Michael Hale, Steward Health Care
By increasing resiliency and having the ability to dynamically shift loads, we’re finding ways to eliminate downtime, which provides real-life benefits to our providers and our patients.

Michael Hale Executive Director of Enterprise Architecture, Steward Health Care

In 2018, as part of a continuing push toward consolidation and standardization, Steward built two new data centers around the Dell EMC VPLEX flash platform. Steward deployed the vendor’s PowerMax 8000 flash-based storage arrays and Isilon PowerScale flash-based network-attached storage, which allows users to add nodes that augment both capacity and compute power as needed.

More than 90 percent of Steward’s systems and underlying storage are virtualized on VMware’s vSphere hypervisor, with the remaining physical systems being clustered database solutions. The combination of clusters and virtualization provide for easier failover and mobility, says Hale.

Beyond better input/output per second, advanced compression and deduplication capabilities, and out-of-the-box encryption, Steward’s optimized data infrastructure supplies caregivers with the data they need when they need it, says Hale.

“By increasing resiliency and having the ability to dynamically shift loads, we’re finding ways to eliminate downtime, which provides real-life benefits to our providers and our patients,” he says.

MORE FROM HEALTHTECH: Better backup solutions reduce costs while increasing productivity.

Hospitals’ Data Center Upgrades Enhance Speed and Security

Pure Storage solutions also helped St. Joseph’s Health address data center challenges. Headquartered in Paterson, N.J., St. Joseph’s operates two hospitals as well as a rehab center and community clinics in the northeastern part of the state.

The organization deployed Pure Storage FlashArray//X blade arrays in an active-active configuration over two data center sites, a design that serves I/O at the same volume to each site, thereby reducing latency and enhancing disaster recovery capabilities.

Data can now be accessed far more quickly than IT teams could via legacy architectures. That’s key not only for daily operations but also to support AI and machine learning.

“With the new data infrastructure, we’re able to deliver information faster, we have redundancy, and the technology provides added security from ransomware and other threats,” says Jesse Fasolo, director of technology infrastructure and cybersecurity at St. Joseph’s.

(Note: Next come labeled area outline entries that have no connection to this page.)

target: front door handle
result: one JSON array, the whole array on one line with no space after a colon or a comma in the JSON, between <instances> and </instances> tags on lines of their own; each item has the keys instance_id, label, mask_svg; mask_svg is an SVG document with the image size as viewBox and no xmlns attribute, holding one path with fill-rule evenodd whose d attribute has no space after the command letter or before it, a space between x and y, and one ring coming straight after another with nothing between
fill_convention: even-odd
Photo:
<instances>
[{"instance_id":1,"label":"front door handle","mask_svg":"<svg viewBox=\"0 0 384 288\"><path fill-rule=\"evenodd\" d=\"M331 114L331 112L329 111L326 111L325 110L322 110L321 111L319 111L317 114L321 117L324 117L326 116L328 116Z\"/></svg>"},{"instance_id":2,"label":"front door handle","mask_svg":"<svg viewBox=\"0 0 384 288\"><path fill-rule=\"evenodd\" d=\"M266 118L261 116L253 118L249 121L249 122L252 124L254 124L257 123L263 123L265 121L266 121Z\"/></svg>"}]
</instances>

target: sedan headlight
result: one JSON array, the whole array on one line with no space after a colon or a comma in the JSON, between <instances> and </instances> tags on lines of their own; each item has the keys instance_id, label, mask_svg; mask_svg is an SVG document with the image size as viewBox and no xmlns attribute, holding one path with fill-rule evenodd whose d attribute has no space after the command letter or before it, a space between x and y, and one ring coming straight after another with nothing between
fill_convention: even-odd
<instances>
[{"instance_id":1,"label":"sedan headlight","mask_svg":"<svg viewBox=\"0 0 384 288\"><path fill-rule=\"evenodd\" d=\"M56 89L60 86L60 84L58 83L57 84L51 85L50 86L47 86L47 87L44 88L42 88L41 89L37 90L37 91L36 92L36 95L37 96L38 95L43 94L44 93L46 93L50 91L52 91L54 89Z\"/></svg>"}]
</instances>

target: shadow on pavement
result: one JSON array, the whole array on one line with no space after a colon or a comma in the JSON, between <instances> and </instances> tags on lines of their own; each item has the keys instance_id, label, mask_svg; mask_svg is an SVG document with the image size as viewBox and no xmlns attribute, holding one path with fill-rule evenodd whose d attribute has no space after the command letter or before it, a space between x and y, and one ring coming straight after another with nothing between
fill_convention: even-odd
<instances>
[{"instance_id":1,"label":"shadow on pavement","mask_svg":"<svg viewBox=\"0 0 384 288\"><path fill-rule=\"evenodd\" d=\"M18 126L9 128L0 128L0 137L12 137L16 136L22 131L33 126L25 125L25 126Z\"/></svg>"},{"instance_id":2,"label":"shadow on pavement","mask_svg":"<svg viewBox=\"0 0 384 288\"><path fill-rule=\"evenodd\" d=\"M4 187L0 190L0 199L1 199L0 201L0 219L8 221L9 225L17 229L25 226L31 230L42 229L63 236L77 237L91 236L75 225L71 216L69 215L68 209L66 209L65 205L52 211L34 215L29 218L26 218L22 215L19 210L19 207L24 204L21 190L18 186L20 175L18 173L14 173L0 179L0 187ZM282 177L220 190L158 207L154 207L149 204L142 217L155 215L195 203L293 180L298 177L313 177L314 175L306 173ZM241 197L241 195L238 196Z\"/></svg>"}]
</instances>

In choosing a storage solution, Fasolo’s team evaluated factors such as hardware lifecycle lengths and integration with the provider’s Veeam backup solution and the AWS cloud. They might eventually opt for a Storage as a Service iteration of Pure Storage technology, Fasolo says.

For now, they’re swiftly ahead in the race.

“Everything to do with data and applications is faster for providers and patients — there’s no downtime or latency or performance degradation,” he says. “For IT, there’s more space in the data center because of a smaller hardware footprint, less power consumed and much less maintenance.”